The Holocaust Aftermath in “The Shawl” and “Afterimage”

Subject: Warfare
Pages: 2
Words: 364
Reading time:
2 min
Study level: College

In my paper, I am going to study the motif of disappearance in the stories by Patrick Modiano and Cynthia Ozick. Because both authors were born after the Holocaust has ended, these novels cannot be considered memoirist. On the other hand, the subject of the aftermath of the Holocaust in these texts can offer unique perspectives as the stories represent the reverberations of the terror after it has long been gone.

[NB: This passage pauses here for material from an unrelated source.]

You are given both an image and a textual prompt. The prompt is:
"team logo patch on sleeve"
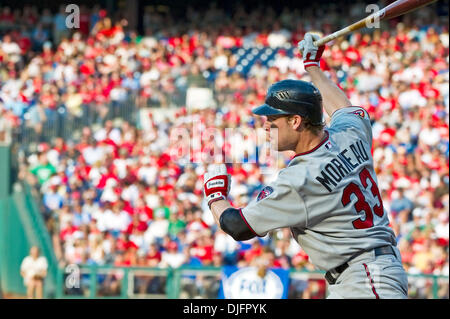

The Holocaust has left a non-erasable imprint in literature and affected many authors, Jewish as well as non-Jewish. The motif of hiding and disappearing can be traced in a multitude of works, developed in various directions. In some texts, the disappearance is densely intertwined with panic and being hunted down, with the Jews depicted as prey. In others, the disappearance of people and the whole settlements are the result of the terror and violence that Nazism brought. In the stories I am going to study, the motif of disappearance is traceable as the last instance, the only way out. The short novella “Afterimage,” as well as the simple yet powerful narrative of “The Shawl,” feature characters that fade into the distance as the plot evolves. From the perspective of “The Shawl,” the reader can see disappearance in order to hide and survive, and the nearer death comes, the subtler the characters appear. The narrative features the shawl as a symbol of a place to hide, the last resort, and demonstrates the vulnerability of the characters once it is taken away from them. The magic of disappearance, here, is not powerful enough to hide everyone, and fatalities are inescapable (Ozick n.pag.). The novella “Afterimage” has a tell-tale title that speaks of the character of whom nothing but an obsolete visual perception remains. The images of the past, imprinted in the photographs, can also be regarded as parts of the motif of disappearance so as to collect and revive the phantom reminiscences that are ever so elusive. The photographer fails at that, and the trauma of the Holocaust and the urge to hide overlaps his longing for the past, which is why he has no other way than to fade into the background (Modiano n.pag.).

Works Cited

Modiano, Patrick. “Afterimage.” Suspended Sentences: Three Novellas. Trans. Mark

Polizzotti. New Haven, CT: Yale University Press. Print.

Ozick, Cynthia. The Shawl. New York, NY: Knopf, 1989. Print.